Comment Benkirane cherche à torpiller le gouvernement...et revenir en sauveur

Abdelilah Benkirane et Saâd-Eddine El Othmani. 

Abdelilah Benkirane et Saâd-Eddine El Othmani.  . DR

La majorité actuelle passe par une crise politique sans précédent depuis 2017. Une crise née suite à la polémique autour de l'apprentissage des matières scientifiques en langues étrangères. Du pain béni pour Benkirane. Analyse.

Le 09/04/2019 à 13h25

Deux hommes tirent les ficelles de cette controverse, Abdelilah Benkirane, ancien chef du PJD, qui a amplifié la crise après une énième et toniruante sortie, et Saâd Eddine El Othmani, un chef de gouvernement qui semble avoir bien du mal à convaincre ses troupes.

Si on peut accorder à El Othmani des circonstances atténuantes, il paraît plus probable que son prédécesseur court après deux objectifs: faire tomber le gouvernement et redonner au parti islamiste une virginité qu'il a perdue depuis qu'il s'est placé dans une retraite dorée, de l'avis de nombre d'analystes politiques.

"La crispation qu’on ressent au sein du parti islamiste a été causée par la prise de position d’Abdelilah Benkirane qui a pratiquement sommé son successeur à la tête du gouvernement et du PJD, Saâd Eddine El Othmani, de ne pas céder sur le statut de la langue arabe par rapport aux langues étrangères, quitte à démissionner du gouvernement", affirme ainsi le politologue Mustapha Sehimi, interrogé par Le360.

De fait, cette position fragilise davantage une majorité déjà secouée par une série de difficultés depuis deux ans (compétition ouverte pour 2021, retard sur les réformes, peu d'action sur l'emploi, etc.). 

Pour cet analyste, Benkirane «se redonne une visibilité politique de premier plan et met en jeu la stabilité de la majorité actuelle en espérant qu'elle s’écroule».

El Othmani, quant à lui, est dans une «impasse». Le chef de gouvernement a en effet été mis au pied du mur, sachant qu'il a pris part à l'adoption de la loi-cadre, tant au sein du conseil de gouvernement, qu'au sein du conseil des ministres.

C'est d'ailleurs lui qui a envoyé le texte au Parlement pour son adoption définitive. El Othmani est d'autant plus dans l'embarras que l'on sait que c'est lui-même qui a signé le décret appelant à la tenue d'une session extraordinaire du Parlement.

Une session pour rien, sans objet.

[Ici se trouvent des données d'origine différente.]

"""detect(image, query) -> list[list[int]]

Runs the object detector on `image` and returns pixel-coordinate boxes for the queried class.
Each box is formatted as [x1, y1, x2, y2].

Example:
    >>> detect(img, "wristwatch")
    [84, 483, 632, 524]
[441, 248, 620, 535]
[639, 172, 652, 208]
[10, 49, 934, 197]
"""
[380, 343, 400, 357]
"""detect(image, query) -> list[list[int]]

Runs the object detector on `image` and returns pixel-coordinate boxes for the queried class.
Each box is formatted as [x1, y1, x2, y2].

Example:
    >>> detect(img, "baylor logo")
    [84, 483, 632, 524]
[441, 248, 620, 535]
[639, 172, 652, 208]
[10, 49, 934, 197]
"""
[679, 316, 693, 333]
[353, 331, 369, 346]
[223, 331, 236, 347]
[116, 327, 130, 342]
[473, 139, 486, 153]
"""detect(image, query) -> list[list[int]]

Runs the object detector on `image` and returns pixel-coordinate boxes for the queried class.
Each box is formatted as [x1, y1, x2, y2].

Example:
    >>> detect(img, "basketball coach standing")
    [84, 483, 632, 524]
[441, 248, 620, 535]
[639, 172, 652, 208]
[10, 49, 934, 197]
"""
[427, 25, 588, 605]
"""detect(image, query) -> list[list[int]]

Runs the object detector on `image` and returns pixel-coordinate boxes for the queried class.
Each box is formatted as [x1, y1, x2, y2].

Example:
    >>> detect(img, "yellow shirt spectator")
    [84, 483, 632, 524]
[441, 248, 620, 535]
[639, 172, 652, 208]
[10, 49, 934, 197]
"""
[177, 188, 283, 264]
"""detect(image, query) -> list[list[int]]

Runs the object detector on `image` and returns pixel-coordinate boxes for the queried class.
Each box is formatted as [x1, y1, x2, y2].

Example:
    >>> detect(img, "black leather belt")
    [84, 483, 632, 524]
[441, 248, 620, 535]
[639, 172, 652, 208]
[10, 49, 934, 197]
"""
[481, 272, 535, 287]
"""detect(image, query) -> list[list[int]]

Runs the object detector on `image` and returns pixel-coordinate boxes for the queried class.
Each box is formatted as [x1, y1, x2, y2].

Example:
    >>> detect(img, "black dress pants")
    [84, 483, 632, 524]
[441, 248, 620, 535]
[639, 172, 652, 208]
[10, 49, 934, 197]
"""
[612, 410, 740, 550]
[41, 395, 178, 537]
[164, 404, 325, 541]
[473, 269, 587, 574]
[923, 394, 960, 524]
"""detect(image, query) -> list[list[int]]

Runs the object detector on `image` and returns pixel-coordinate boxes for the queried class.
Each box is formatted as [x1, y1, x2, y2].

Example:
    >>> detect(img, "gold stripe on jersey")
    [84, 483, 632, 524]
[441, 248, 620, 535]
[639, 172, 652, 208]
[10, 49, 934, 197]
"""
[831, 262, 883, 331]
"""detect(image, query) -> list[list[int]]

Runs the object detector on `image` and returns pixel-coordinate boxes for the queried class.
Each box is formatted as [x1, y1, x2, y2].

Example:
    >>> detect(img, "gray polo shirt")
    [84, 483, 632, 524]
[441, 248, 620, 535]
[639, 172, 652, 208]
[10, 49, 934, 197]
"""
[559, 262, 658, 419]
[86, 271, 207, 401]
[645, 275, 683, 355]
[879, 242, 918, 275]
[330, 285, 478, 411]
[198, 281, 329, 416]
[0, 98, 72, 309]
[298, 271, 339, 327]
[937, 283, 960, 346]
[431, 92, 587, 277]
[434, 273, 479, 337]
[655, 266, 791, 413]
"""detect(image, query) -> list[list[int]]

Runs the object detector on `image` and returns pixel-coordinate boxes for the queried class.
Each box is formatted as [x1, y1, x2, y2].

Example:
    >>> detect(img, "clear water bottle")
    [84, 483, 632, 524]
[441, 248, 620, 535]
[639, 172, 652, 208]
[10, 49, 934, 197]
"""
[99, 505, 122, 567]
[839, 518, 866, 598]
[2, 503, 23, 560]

Le blocage par son groupe parlementaire a, jusqu'ici, tout fait pour que ce projet de loi-cadre tombe à l'eau.

De l'avis de plusieurs politologues, cette crise pourrait bien conduire à l’éclatement de la coalition formant l'actuelle majorité. 

Et s'il ne parvient pas dans les prochains jours à faire voter le texte par ses députés, Saâd Eddine El Othmani devra demander un vote de confiance sur ce texte, comme le prévoit l’article 103 de la Constitution, un vote que propose d’ailleurs le parti de l’Istiqlal, aujourd'hui dans l'opposition.

A cet égard, Mustapha Sehimi rappelle que «le refus du vote de confiance entraîne la démission collective du gouvernement».

Au sein des partis formant la majorité, on indique que Benkirane rêve de faire tomber ce gouvernement pour se venger, après avoir été mis à la retraite.

Au sein d'un PJD aujourd'hui plus que jamais divisé, «ses troupes sont en train de gagner du terrain face à celles d'El Othmani», un homme qui n'a de cesse rappeler que les interventions intempestives de l'ancien numéro Un du parti embarrasse aussi bien le parti dont il est aujourd'hui le secrétaire général que la majorité formant la coalition gouvernementale. 

Pour le politologue Omar Cherkaoui, «Benkirane est en train de chercher à gagner un combat identitaire et social. Il veut se refaire une virginité en stigmatisant ce qu’il appelle des lobbies qui veulent du mal au pays comme cela a été le cas lors du débat sur le Code de la famille».

Pour Omar Cherkaoui, «le PJD s'installe dès maintenant dans une logique d’élections anticipées».

Il pense qu'El Othmani, si la crise persiste, doit sortir de «l'absurdité» en soumettant au vote «la responsabilité et la confiance du gouvernement».

«Il est illogique que la majorité fasse venir un texte de loi au Parlement et ne puisse pas le faire adopter», a-t-il conclu.